I spoke to a handful of committed “Shtisel” viewers to try and figure out what was so attractive to them about the show (all were women, and all were Jewish, though some mentioned that they knew many non-Jews who were fans.) Though they had all thought about the show in unique ways, what attracted them was fairly similar: Finally, there’s an Israeli show that’s not about politics, and that takes seriously the lives of Orthodox Jews without the typical defector storyline. These people are all on the derech and, as it turns out, there’s a lot of drama to be wrung from that.
With that in mind, the program began as all Jewish programming does — about 10 minutes late. Another longstanding convention: Before dessert, you’ve got to eat your vegetables.
Marjorie Lynn introduced the vegetables of the evening with a fundraising appeal for United Hatzalah, of which she is a regional development director.

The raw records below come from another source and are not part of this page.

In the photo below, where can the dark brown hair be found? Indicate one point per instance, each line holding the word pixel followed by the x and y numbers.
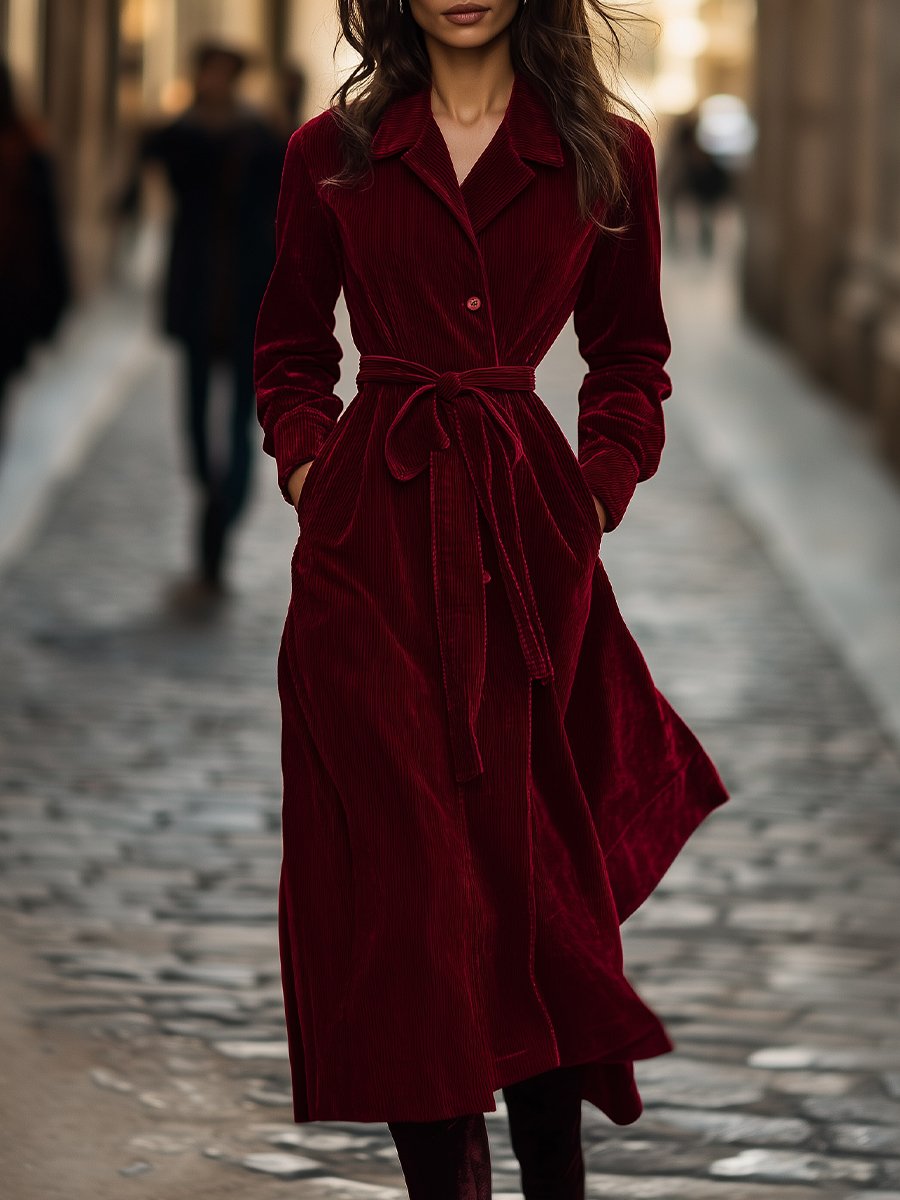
pixel 551 45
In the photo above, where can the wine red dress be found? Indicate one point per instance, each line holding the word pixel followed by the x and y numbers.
pixel 481 781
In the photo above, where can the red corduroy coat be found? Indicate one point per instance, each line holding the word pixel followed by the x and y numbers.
pixel 481 781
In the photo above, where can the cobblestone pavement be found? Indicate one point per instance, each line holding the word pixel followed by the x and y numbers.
pixel 139 850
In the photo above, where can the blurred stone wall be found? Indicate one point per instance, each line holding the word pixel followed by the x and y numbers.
pixel 822 258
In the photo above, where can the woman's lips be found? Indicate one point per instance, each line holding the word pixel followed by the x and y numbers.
pixel 466 18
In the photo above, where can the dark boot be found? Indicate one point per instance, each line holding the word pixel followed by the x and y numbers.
pixel 545 1131
pixel 444 1159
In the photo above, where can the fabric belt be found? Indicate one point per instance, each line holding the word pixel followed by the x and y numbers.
pixel 459 406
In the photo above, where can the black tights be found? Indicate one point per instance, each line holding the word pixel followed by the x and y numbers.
pixel 451 1161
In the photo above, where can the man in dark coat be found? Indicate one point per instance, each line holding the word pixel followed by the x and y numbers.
pixel 222 161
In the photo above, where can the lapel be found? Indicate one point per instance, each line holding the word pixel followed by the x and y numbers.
pixel 526 133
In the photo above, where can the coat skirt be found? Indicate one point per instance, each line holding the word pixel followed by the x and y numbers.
pixel 480 779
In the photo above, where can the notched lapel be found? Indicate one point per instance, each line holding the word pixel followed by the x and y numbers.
pixel 527 132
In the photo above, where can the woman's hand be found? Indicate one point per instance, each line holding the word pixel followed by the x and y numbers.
pixel 297 481
pixel 600 513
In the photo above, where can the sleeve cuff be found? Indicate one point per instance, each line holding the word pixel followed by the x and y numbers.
pixel 298 438
pixel 612 475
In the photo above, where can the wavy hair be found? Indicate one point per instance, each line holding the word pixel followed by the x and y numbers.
pixel 551 45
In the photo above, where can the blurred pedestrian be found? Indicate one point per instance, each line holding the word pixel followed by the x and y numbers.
pixel 694 178
pixel 35 283
pixel 222 160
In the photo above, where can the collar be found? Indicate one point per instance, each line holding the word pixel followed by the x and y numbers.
pixel 528 120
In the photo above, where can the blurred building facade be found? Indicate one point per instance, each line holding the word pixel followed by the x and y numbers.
pixel 822 253
pixel 93 70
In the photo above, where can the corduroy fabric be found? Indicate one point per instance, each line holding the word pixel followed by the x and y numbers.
pixel 481 780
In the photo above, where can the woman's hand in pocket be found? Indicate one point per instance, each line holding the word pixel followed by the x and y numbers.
pixel 600 514
pixel 295 483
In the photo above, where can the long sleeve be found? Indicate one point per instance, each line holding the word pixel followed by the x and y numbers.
pixel 297 357
pixel 623 339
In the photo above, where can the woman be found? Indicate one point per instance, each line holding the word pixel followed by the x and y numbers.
pixel 481 780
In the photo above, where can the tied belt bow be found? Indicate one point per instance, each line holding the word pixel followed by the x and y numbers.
pixel 489 447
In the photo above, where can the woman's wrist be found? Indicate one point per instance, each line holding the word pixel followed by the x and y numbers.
pixel 295 484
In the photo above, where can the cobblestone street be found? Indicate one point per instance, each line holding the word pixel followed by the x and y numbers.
pixel 139 851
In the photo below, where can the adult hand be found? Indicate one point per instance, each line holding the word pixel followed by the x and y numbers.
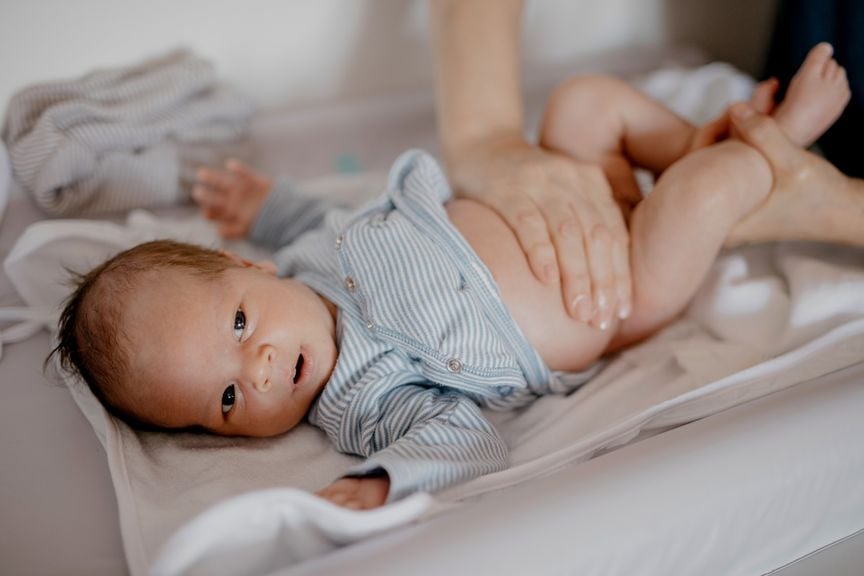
pixel 564 216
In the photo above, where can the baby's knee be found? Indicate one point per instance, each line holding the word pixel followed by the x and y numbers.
pixel 586 95
pixel 723 179
pixel 581 106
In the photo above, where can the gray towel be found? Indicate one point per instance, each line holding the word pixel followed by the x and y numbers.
pixel 116 139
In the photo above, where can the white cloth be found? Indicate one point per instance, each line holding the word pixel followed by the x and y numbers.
pixel 809 323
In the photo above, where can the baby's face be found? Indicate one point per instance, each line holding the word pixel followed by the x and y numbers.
pixel 243 354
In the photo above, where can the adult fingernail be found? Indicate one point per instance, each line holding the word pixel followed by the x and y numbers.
pixel 742 111
pixel 602 300
pixel 582 306
pixel 623 311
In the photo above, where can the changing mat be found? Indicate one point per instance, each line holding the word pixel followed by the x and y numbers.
pixel 802 300
pixel 769 317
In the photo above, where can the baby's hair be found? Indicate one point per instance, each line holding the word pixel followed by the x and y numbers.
pixel 91 341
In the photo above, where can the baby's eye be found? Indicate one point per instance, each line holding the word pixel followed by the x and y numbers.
pixel 239 324
pixel 228 399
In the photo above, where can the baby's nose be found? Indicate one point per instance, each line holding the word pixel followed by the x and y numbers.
pixel 260 367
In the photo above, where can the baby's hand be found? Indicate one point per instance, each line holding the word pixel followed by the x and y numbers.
pixel 358 493
pixel 231 197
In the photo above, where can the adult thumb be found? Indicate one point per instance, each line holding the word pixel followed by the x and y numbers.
pixel 761 132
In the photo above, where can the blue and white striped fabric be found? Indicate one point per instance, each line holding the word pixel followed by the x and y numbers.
pixel 424 338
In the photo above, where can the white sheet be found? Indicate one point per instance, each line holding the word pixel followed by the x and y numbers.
pixel 741 493
pixel 155 498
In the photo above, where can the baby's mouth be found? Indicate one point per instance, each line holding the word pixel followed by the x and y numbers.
pixel 298 369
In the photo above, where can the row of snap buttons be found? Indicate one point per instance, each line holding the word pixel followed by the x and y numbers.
pixel 454 365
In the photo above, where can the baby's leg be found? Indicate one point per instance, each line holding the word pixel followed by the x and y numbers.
pixel 604 120
pixel 677 231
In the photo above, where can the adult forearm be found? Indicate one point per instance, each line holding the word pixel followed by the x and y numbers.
pixel 477 56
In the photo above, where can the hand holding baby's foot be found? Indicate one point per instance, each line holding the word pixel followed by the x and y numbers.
pixel 721 128
pixel 816 97
pixel 358 493
pixel 810 197
pixel 231 197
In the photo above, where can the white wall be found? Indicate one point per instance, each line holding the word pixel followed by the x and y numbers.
pixel 291 51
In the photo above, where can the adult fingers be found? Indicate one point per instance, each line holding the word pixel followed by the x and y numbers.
pixel 621 282
pixel 532 232
pixel 566 222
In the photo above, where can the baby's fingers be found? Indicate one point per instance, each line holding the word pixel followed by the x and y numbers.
pixel 212 202
pixel 218 180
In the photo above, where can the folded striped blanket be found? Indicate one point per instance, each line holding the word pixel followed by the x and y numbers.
pixel 122 137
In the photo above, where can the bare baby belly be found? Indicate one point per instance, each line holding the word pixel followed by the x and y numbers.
pixel 563 343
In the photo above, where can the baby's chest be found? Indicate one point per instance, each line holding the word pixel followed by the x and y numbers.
pixel 414 291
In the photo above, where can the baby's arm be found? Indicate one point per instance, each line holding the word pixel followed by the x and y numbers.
pixel 232 197
pixel 243 203
pixel 423 439
pixel 358 493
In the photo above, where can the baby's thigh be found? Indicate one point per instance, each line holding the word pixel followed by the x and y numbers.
pixel 582 117
pixel 537 308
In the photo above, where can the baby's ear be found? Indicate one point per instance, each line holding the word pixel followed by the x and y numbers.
pixel 266 266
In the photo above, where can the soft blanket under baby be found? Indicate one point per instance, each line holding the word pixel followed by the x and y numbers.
pixel 768 318
pixel 117 138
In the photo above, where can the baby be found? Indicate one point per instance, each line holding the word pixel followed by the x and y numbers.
pixel 390 326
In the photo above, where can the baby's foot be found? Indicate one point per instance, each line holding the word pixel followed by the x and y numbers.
pixel 816 97
pixel 762 99
pixel 231 197
pixel 810 199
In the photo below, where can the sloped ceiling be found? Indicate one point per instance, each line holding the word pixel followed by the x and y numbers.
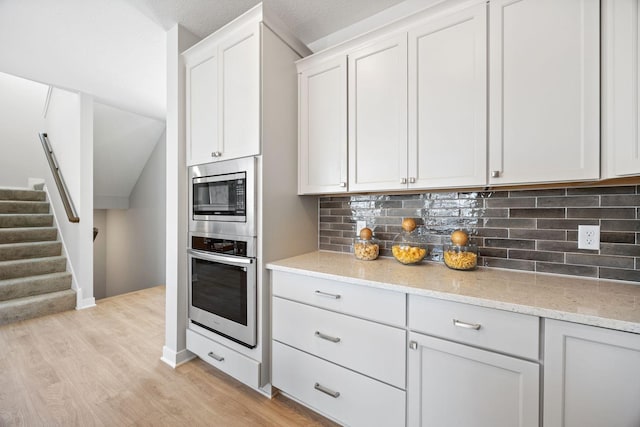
pixel 122 144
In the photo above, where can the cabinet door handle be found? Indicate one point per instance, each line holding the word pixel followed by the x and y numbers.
pixel 334 394
pixel 215 356
pixel 327 337
pixel 328 295
pixel 461 324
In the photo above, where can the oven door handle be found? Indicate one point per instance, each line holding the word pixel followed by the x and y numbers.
pixel 220 258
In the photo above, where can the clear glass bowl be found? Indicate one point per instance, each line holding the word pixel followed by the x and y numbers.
pixel 460 257
pixel 366 250
pixel 409 247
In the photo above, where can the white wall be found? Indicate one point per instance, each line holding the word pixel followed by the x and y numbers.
pixel 21 119
pixel 135 237
pixel 69 124
pixel 175 351
pixel 100 254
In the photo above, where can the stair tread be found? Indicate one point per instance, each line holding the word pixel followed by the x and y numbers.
pixel 26 279
pixel 28 260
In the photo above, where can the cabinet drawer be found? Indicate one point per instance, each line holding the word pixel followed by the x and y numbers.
pixel 371 303
pixel 361 401
pixel 230 362
pixel 373 349
pixel 498 330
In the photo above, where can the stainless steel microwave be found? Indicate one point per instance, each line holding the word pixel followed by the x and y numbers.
pixel 222 197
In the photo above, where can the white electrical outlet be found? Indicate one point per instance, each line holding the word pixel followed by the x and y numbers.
pixel 589 237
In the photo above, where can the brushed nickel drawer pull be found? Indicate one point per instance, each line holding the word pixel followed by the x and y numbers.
pixel 327 337
pixel 325 294
pixel 334 394
pixel 215 356
pixel 461 324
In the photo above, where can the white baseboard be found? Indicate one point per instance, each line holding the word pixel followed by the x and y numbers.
pixel 175 359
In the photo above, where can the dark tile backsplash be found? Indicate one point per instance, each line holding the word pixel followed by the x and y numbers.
pixel 532 230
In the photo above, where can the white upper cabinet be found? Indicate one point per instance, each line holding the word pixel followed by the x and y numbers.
pixel 223 96
pixel 322 140
pixel 621 88
pixel 544 91
pixel 447 101
pixel 378 115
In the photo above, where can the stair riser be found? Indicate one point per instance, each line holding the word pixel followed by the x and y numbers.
pixel 36 286
pixel 27 235
pixel 30 251
pixel 15 313
pixel 23 195
pixel 23 207
pixel 11 270
pixel 34 220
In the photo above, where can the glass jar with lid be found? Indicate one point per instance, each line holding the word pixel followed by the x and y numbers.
pixel 460 254
pixel 409 247
pixel 366 247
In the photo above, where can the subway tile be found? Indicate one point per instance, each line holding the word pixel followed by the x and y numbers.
pixel 492 252
pixel 620 200
pixel 619 249
pixel 518 202
pixel 609 213
pixel 555 246
pixel 495 213
pixel 510 223
pixel 536 213
pixel 536 255
pixel 538 193
pixel 600 260
pixel 619 274
pixel 573 270
pixel 512 264
pixel 494 194
pixel 563 202
pixel 405 213
pixel 601 190
pixel 510 243
pixel 564 224
pixel 620 225
pixel 493 232
pixel 613 237
pixel 517 233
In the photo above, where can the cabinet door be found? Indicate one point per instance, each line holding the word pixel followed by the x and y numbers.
pixel 447 101
pixel 240 93
pixel 544 91
pixel 323 128
pixel 202 107
pixel 378 116
pixel 621 87
pixel 591 376
pixel 452 384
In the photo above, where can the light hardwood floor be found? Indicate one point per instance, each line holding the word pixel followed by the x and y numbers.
pixel 101 367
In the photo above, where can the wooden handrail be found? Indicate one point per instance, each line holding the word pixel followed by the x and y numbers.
pixel 57 176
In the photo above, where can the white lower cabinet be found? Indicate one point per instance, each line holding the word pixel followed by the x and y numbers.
pixel 451 384
pixel 454 384
pixel 591 376
pixel 347 397
pixel 222 357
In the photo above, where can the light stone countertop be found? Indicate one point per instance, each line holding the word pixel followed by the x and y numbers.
pixel 604 303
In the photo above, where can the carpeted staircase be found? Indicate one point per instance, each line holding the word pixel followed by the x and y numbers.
pixel 33 272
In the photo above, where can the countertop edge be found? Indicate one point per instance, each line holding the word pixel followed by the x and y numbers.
pixel 556 314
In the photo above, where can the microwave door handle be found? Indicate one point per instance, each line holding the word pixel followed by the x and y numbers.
pixel 220 258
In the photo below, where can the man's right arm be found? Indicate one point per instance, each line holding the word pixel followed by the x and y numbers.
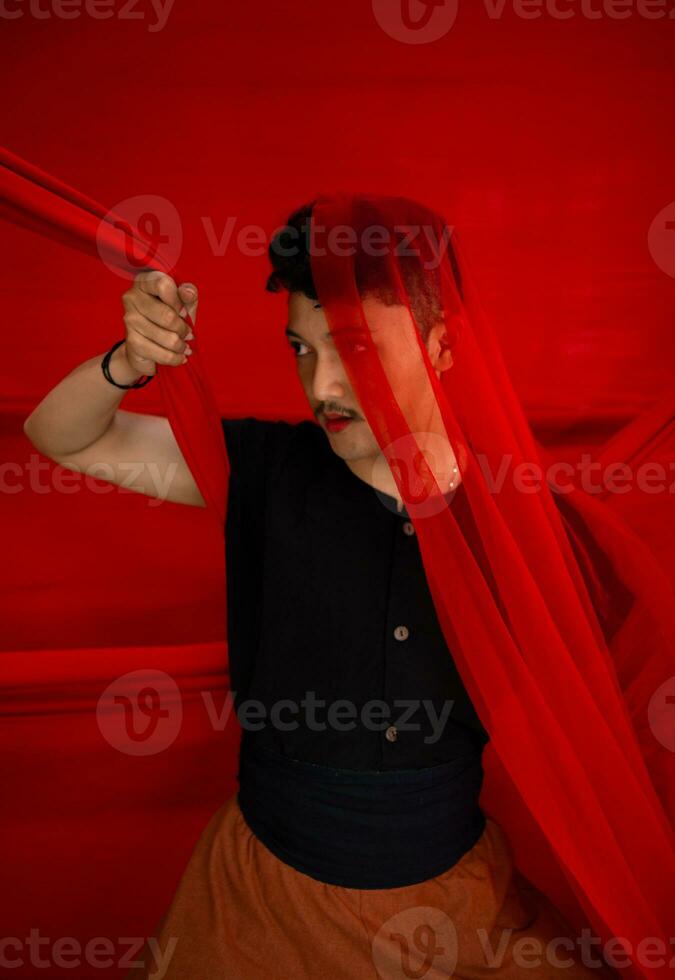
pixel 79 423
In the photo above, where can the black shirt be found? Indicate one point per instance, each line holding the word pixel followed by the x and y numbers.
pixel 328 602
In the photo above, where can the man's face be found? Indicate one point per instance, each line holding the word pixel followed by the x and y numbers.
pixel 325 380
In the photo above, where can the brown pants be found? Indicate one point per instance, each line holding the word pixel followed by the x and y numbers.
pixel 240 913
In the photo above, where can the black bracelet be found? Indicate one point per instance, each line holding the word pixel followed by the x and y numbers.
pixel 106 370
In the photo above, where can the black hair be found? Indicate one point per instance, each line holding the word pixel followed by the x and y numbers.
pixel 289 254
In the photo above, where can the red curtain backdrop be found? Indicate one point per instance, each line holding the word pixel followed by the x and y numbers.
pixel 546 141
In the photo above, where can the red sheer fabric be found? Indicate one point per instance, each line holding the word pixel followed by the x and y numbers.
pixel 573 758
pixel 574 772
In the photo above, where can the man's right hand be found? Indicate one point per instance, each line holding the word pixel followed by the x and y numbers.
pixel 157 333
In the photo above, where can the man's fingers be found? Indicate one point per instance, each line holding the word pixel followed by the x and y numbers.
pixel 160 285
pixel 189 296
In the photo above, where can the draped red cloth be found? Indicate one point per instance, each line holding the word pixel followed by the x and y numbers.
pixel 574 772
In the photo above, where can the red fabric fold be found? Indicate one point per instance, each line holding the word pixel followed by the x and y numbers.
pixel 573 757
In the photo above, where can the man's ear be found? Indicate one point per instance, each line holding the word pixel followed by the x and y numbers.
pixel 439 347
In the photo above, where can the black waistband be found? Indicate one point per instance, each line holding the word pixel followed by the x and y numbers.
pixel 361 829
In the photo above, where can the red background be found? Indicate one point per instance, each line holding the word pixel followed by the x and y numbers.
pixel 548 143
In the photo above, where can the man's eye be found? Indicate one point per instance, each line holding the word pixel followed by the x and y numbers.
pixel 296 345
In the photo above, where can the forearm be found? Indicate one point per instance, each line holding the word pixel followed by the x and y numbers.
pixel 81 407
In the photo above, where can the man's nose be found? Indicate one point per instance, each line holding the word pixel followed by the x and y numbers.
pixel 328 381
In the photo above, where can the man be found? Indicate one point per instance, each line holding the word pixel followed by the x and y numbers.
pixel 356 846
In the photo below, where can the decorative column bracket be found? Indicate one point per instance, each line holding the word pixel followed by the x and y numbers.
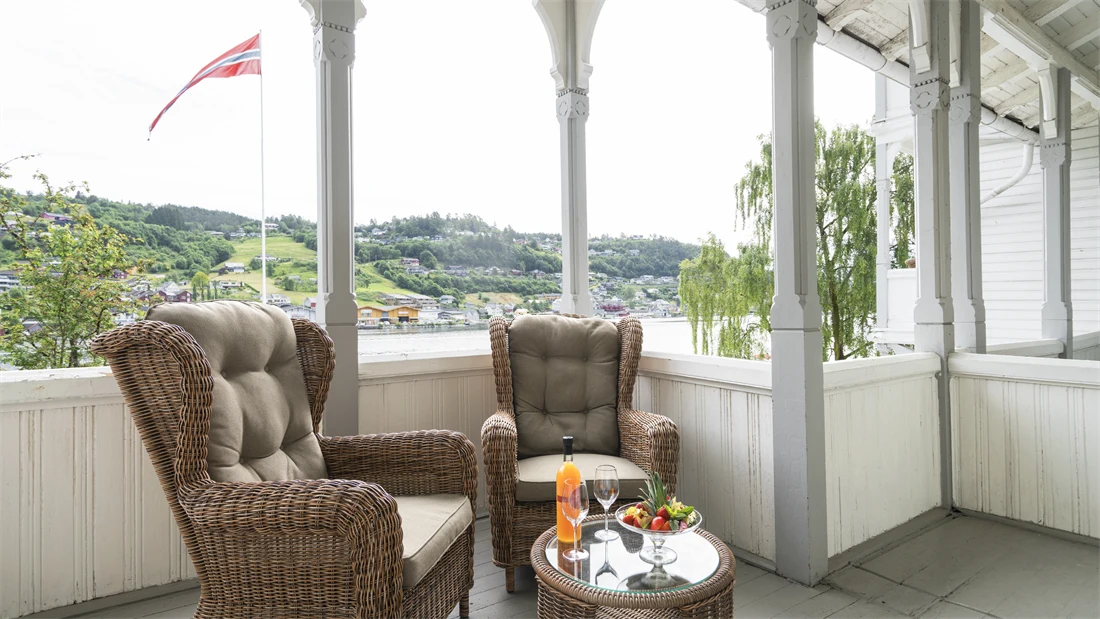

A man named Eli Beer founded what he’s fond of calling “Uber for ambulances” decades ago, when he and a few other EMT volunteers, fed up with the slow pace of Israeli ambulances, would beat them to emergency sites by listening to calls on a smuggled police scanner. Part of what helped them move so quickly was an innovation called the ambucycle — a motorcycle with a fully stocked medical kit, which can move through traffic in a way that trucks cannot.
In the last few years, technology caught up to the idea, and Beer’s team of thousands of volunteers throughout Israel can be notified of a nearby emergency in seconds, which can mean the difference between life and death.
A short, slickly produced video showed a diverse group of Israelis working together to provide medical care to whoever needed it, free of charge. It’s all “100% politics free,” Beer told the crowd. You could pose with an ambucycle outside.
Gary Erlbaum, a sponsor of the evening and a friend of Beer’s, riffed on that in his short crowd appeal.
“‘Free, free, free.’ Sounds just like the debate I watched the other night,” he said, to a few laughs, scattered clapping and groans.
With that, the panel discussion finally began. In spite of a long-winded moderator, who prompted grumbles from many in the audience, the cast members demonstrated that they’d thought very seriously about what “Shtisel” is and what it means to people.
Riskin thought that the show, by showing haredim in their private, intimate settings, had tried to tell viewers that you could “just be, without trying to become.”
Glickman talked about his initial aversion to putting on the false beard — he joked that he’d requested a CGI version — but said that as he grew more comfortable, came to find it indispensable to his understanding of the character. In a way, it seems, playing haredi dress-up was the actually the path to understanding something deeper about their world. After a few clips and questions, the lights came up, and the wristband-less headed for the exits.
“Shtisel,” United Hatzalah and My Israel’s Miracle: In a way, they all serve a similar function. Merit aside — and the merit is quite real, be it saving lives, a compelling drama or shinier hair — all three promise a way to engage with Israel without having to think about politics. Is that necessary in times of polarization, or is it a means of engaging with “Israel,” instead of Israel?
I’ll evade that question myself with a “Shtisel” catchphrase: bechechlet. “Definitely.”